I use Sublime Text as my general purpose text editor, mostly for Latex. Two most attractive features of Sublime Text are multi-editing and snippets which greatly boost my typing efficiency. More importantly, I use Vim via the Vintage Mode in Sublime.
I use Python as my main programming language and PyCharm for a full-IDE experience. With a few packages installed such as SublimeREPL, Sublime Text can be easily turned into a light-weight IDE for Python. I occasionally use Jupyter Notebook for interactive programming.

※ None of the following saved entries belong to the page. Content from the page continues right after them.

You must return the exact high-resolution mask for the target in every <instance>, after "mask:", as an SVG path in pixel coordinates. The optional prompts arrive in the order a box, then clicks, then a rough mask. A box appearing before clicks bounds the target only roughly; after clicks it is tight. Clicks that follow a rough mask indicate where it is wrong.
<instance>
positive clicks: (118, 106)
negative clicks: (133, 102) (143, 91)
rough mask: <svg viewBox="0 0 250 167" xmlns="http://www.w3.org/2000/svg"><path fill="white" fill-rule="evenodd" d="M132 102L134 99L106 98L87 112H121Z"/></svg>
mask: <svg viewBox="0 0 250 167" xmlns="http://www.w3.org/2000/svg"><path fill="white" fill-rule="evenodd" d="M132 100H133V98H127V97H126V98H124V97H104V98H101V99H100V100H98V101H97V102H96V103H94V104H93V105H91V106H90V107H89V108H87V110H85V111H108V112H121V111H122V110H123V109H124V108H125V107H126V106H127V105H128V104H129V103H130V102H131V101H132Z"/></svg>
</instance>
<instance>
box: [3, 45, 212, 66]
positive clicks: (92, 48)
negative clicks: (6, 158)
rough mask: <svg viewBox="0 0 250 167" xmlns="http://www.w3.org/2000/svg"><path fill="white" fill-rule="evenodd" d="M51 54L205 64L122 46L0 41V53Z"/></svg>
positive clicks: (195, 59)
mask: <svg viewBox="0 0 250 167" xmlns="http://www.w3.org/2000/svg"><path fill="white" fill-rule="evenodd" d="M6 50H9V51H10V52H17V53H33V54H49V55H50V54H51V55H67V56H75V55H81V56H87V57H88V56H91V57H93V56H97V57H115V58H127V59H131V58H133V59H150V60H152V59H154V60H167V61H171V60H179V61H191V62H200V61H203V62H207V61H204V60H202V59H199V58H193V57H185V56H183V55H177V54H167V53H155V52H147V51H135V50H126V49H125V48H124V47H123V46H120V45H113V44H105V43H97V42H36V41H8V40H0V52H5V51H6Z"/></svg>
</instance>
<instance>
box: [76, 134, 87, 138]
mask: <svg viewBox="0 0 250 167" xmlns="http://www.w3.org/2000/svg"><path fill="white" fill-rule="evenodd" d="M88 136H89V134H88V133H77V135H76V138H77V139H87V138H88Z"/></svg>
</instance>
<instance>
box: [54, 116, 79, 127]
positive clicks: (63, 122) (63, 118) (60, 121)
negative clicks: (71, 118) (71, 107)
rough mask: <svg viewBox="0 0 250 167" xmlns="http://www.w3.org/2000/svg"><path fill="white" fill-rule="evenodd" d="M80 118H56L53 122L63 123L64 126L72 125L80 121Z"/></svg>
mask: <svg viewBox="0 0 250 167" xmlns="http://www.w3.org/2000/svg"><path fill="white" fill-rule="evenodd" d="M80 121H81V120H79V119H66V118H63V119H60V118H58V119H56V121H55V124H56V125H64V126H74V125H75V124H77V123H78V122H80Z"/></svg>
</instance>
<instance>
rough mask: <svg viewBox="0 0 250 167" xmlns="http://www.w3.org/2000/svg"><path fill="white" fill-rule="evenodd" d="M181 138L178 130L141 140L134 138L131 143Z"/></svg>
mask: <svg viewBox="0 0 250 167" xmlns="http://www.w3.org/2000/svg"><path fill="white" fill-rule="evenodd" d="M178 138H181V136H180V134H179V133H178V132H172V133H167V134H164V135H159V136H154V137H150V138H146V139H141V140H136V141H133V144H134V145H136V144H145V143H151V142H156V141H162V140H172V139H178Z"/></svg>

Vim has been my daily drive for text editing for quite a long time, not only in text editors such as Sublime Text or PyCharm, but also in other places wherever possible. In Chrome, Vimium is a great add-on which can “Vimize” most of actions there. Another amazing software VimMode.spoon takes a step even further and makes Vim possible in any input field in the operating system. One application in particular helpful to me is that I can now write Gmails with Vim.
I use Hugo and GitHub Pages to generate and host my website respectively. Hugo is a fast static site generator which match my needs perfectly. GitHub Pages provides free hosting and facilitates Git integration.
Tmux is a helpful tool in terminal which allows multiple sessions in a single window. Moreover, sessions created by Tmux are presistent so that they will not be killed once you log out from a cloud system. It can be handy if you use some cloud service such as WRDS Cloud or work on some Remote Cluster to code there. You can detach from Tmux sessions when you are done with today’s work and re-attach to them tomorrow and start from exactly where you have left.
Of course Tmux makes multi-tasking convenient. When editing my website, I normally have sessions at the same time in one window (one for Vim editing; one for Vifm file browsing, one for Git operations and one for Hugo operations), which makes everything much faster and more error-proof.